Den veralteten Rollenbildern entsprechend sehen Frauen ihre Aufgabe oft darin, sich auch um andere zu kümmern. Das kann man ebenso in einer Partnerschaft beobachten. Getreu dem Motto: „Wenn Du es schon nicht für Dich selbst tust, dann mach es wenigstens für mich!“. Das ist alles andere als ideal, aber bei einem so wichtigen Thema heiligt der Zweck vielleicht die Mittel.

Lassen sich Frauen und Männer unterschiedlich motivieren?

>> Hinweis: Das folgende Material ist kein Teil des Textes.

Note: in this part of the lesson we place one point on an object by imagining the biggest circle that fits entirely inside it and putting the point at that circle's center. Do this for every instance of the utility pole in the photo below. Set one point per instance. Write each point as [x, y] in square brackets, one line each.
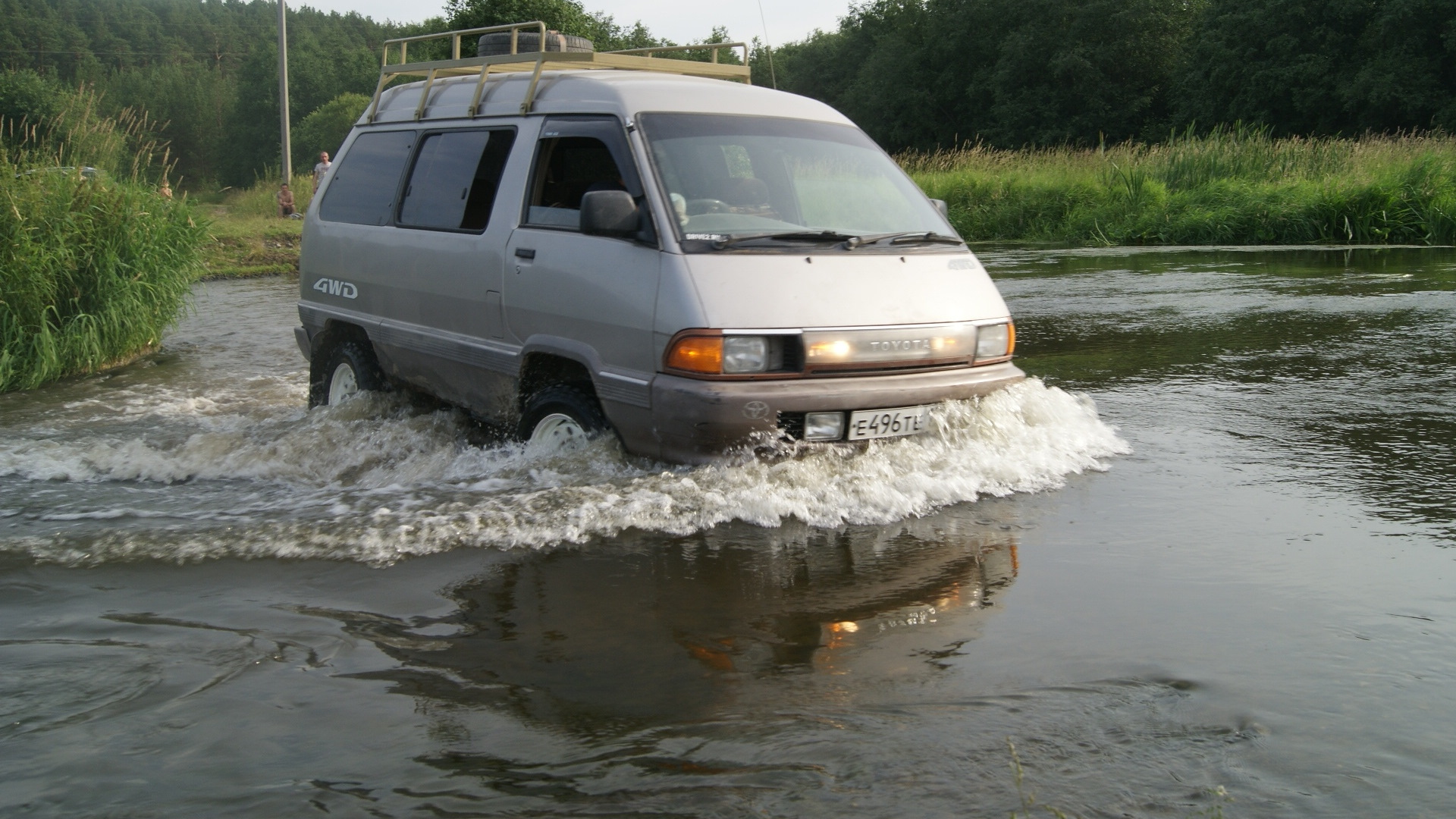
[283, 93]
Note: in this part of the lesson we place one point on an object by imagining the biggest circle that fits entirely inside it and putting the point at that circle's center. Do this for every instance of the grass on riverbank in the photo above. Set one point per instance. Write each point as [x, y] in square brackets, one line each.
[246, 235]
[1232, 187]
[91, 271]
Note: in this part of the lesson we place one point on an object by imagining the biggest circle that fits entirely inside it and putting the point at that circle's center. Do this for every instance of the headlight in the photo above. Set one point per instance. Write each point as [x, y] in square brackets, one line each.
[995, 341]
[727, 354]
[746, 354]
[823, 426]
[925, 343]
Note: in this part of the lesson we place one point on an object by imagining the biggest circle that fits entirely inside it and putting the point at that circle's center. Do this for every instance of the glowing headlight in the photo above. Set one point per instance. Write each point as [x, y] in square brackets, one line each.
[995, 341]
[746, 354]
[924, 343]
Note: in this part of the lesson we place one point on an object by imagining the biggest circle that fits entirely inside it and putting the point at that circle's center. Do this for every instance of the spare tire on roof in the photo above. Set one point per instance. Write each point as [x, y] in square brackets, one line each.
[500, 42]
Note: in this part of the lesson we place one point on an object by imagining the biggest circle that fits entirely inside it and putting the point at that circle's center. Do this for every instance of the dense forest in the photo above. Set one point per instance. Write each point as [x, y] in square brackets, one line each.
[206, 72]
[1011, 74]
[915, 74]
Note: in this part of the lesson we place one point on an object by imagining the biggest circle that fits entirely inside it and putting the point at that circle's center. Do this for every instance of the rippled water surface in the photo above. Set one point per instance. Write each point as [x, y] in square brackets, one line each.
[1200, 563]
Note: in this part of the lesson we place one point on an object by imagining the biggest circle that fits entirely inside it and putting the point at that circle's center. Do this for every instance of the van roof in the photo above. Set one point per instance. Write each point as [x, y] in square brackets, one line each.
[625, 93]
[573, 82]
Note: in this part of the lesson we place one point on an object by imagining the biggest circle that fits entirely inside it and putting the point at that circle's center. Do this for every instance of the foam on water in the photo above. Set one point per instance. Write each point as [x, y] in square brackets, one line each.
[378, 480]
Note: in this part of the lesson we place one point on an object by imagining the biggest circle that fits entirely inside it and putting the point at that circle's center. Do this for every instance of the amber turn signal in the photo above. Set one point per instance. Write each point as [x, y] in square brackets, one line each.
[698, 354]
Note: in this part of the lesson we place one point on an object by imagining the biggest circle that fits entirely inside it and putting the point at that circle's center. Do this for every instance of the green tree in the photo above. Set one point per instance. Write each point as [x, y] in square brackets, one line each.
[30, 96]
[1323, 66]
[327, 129]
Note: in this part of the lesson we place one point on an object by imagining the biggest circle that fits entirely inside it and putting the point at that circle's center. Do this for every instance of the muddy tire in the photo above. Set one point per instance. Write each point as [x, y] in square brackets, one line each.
[561, 416]
[341, 371]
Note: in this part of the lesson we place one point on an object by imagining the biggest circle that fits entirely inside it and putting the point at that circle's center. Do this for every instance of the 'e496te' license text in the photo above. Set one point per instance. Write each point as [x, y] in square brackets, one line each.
[887, 423]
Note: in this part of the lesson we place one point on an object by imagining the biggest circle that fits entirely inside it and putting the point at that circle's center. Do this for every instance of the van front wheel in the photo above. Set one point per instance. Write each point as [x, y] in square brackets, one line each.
[561, 417]
[344, 371]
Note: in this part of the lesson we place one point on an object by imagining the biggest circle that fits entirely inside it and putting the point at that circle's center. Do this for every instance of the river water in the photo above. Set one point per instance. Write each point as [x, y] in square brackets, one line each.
[1200, 564]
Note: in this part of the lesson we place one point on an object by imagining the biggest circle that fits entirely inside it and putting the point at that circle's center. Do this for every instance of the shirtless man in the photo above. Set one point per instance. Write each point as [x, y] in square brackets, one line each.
[321, 169]
[286, 205]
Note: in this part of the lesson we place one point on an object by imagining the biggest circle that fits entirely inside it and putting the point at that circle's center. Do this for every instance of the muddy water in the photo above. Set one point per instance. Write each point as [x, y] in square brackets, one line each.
[1207, 547]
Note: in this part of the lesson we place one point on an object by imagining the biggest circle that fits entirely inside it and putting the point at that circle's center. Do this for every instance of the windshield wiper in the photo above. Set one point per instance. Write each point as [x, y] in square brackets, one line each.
[788, 237]
[905, 238]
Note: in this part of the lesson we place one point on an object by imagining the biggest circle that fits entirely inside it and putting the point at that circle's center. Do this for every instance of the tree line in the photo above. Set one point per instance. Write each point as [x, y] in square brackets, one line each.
[915, 74]
[1011, 74]
[206, 72]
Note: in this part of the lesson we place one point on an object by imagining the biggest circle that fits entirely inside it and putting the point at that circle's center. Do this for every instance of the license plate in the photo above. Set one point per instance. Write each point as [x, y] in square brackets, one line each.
[889, 423]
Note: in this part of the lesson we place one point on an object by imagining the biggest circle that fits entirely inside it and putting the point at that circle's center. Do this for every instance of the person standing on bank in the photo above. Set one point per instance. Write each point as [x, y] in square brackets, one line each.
[286, 205]
[321, 169]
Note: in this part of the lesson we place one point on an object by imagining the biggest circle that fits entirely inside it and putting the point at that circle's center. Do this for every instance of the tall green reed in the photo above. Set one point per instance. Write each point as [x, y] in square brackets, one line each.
[92, 270]
[1232, 186]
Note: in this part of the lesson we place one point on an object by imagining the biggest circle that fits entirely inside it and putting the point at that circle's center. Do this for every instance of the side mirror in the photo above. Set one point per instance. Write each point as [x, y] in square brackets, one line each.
[610, 213]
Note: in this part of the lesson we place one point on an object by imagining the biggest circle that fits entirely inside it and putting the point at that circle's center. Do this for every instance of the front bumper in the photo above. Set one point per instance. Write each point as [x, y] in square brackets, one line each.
[695, 420]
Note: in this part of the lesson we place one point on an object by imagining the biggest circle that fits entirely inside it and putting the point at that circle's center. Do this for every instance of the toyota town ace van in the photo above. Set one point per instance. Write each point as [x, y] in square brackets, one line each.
[570, 242]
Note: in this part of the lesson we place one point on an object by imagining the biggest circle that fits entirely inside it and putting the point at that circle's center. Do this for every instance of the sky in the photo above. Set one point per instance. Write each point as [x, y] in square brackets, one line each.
[679, 20]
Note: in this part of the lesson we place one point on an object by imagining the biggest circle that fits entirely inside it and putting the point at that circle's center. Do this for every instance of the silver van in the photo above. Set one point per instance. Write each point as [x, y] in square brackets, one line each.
[571, 242]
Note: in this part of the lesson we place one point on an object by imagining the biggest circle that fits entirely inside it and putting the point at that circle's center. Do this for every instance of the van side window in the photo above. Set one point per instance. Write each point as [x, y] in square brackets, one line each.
[566, 168]
[363, 187]
[455, 180]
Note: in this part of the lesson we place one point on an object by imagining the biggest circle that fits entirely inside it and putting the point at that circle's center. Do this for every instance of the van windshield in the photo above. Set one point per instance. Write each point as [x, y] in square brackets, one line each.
[731, 178]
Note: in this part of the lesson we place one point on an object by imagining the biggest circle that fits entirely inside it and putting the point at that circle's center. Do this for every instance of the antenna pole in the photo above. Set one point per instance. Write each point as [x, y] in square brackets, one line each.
[766, 42]
[283, 93]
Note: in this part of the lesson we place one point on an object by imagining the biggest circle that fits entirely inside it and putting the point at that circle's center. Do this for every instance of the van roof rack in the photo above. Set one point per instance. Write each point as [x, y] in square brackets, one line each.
[538, 61]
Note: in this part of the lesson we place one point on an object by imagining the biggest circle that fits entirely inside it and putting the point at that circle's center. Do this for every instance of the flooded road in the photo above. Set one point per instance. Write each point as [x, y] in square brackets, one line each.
[1200, 563]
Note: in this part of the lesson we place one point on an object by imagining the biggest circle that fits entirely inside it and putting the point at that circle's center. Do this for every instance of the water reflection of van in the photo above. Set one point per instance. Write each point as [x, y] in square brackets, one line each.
[568, 242]
[650, 629]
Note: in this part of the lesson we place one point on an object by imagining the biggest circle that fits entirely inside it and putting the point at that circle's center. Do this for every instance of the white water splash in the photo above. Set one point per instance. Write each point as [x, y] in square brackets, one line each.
[376, 482]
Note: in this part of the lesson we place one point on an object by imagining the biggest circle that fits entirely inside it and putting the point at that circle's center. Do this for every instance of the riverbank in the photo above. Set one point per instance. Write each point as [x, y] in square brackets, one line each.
[248, 238]
[1234, 187]
[93, 271]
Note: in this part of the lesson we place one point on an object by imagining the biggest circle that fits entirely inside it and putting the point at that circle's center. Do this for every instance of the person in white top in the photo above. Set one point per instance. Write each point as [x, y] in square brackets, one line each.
[321, 168]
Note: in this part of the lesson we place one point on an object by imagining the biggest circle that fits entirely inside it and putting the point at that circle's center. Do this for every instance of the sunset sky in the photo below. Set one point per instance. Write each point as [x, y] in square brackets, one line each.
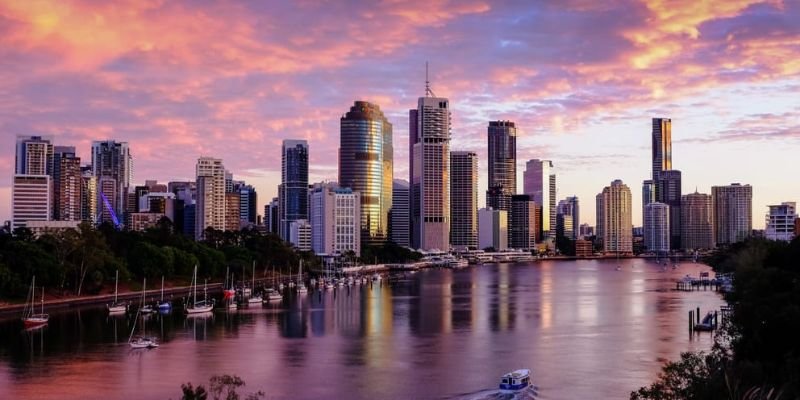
[582, 80]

Aktuell wird versucht, Männerrollenvorbilder zu gewinnen: Kurt Krömer und Thorsten Sträter sprechen über ihre Depressionen und Joko und Klaas weisen auf die Wichtigkeit von Krebsfrüherkennungsuntersuchungen hin. Vielleicht sollte man alten Rollenklischees entsprechend auch andere Worte wählen – man geht nicht zur Krebsfrüherkennung, sondern zum TÜV. Auch die Etablierung eines Wettbewerbsgedanken kann helfen: Wer sorgt am besten für sich? Wer hat durch seinen achtsamen Umgang mit dem Körper das niedrigste biologische Alter? Ich denke, man könnte hier spielerisch herangehen – und findet vielleicht auch Vermittlungsideen, die weniger klischeebehaftet sind.